There were a lot of parts of the book that I really liked and many passages which I highlighted because they were so good. I especially liked the section on the narrator's stint with a "group" rehab program. The subtle mockery of the program comes out through the description of her experience there. Unfortunately, the entire book is not characterized by such subtlety.

At times I felt the novel was tedious. It is not just that it was difficult to relive with the author all the painful moments that she goes through - though that is part of it: there was very little to relieve the constant agony and the depression of everything going wrong. But it was the extreme detail that sometimes was just too much.

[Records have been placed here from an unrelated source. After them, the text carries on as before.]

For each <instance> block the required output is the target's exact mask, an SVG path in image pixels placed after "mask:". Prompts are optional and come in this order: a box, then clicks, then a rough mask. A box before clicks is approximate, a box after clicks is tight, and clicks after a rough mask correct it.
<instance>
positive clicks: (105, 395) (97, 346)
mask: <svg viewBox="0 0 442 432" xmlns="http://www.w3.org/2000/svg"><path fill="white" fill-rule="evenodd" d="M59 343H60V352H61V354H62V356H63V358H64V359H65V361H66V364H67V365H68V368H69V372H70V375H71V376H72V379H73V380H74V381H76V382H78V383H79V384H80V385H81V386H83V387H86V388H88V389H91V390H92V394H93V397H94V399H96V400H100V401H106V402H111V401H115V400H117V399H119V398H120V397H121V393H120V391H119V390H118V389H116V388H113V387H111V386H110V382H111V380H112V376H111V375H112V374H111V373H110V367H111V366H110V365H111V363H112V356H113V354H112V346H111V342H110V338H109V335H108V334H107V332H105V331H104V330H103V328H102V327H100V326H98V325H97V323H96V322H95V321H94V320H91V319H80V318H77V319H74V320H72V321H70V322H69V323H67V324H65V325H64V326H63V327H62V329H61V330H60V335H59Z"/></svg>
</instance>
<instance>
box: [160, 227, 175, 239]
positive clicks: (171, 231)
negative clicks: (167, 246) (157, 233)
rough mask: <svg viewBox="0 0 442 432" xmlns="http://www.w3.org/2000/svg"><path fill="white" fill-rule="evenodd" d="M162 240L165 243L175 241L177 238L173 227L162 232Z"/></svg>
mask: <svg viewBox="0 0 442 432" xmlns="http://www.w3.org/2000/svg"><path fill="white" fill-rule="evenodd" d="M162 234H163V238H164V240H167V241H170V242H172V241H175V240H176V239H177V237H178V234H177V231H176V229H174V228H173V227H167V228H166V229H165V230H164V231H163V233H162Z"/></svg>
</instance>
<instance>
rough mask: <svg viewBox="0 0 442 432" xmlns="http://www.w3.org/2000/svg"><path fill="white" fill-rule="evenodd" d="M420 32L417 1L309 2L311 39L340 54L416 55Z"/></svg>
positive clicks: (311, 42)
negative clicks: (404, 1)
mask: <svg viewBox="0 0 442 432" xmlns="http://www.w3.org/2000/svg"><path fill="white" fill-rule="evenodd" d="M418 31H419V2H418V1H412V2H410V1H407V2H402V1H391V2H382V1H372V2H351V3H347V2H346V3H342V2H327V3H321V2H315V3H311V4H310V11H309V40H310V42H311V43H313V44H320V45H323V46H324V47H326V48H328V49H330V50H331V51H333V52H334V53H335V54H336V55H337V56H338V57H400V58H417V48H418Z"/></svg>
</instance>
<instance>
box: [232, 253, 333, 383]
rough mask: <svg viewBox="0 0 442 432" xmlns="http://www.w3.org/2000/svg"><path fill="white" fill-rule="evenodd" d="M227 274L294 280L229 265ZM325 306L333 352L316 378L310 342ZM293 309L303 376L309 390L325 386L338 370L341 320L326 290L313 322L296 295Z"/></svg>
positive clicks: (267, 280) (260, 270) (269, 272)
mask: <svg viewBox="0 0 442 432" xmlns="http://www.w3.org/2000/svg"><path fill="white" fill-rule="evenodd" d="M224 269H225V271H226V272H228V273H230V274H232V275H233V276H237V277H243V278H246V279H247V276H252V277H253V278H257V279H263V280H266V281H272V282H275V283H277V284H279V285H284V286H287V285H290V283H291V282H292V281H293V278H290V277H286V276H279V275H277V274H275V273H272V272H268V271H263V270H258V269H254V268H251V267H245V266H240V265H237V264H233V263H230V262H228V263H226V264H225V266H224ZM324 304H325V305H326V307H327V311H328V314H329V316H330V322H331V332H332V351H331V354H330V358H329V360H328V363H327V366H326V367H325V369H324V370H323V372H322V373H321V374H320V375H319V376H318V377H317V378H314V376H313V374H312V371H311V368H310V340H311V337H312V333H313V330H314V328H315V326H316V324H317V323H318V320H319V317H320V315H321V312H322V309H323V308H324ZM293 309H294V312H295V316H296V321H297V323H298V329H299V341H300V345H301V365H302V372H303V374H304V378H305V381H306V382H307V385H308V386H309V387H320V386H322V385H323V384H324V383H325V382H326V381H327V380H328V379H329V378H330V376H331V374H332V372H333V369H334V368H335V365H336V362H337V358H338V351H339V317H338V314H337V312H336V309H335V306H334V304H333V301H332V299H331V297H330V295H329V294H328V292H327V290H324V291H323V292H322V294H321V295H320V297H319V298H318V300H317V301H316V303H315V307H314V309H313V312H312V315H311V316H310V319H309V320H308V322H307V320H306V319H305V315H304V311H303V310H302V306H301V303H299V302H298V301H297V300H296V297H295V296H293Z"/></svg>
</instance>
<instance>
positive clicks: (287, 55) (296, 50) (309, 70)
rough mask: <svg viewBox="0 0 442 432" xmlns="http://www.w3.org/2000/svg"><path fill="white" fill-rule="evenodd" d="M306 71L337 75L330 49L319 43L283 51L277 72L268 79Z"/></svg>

Whole pages describe in detail every bill the narrator must pay , how many diapers she is down to, etc.

The other thing I found difficult to plow through were sections with the narrator's musings about her life philosophy, or rather her rejection of life philosophies held by others. I think an author is much wiser to let her ideas flow subtly from the text without basically addressing the reader directly to say what she thinks. She already employs the strategy of speaking to a psychologist - giving her leeway to express her thoughts in quite a direct manner to the reader - so why soliloquize directly to the reader? Where is the subtlety? Moreover, these sections were quite repetitive. How many times do we need for the writer to tell us that she rejects the idea that people always get what they deserve?

As I wrote, there is a great 350 page book inside this 478 page novel.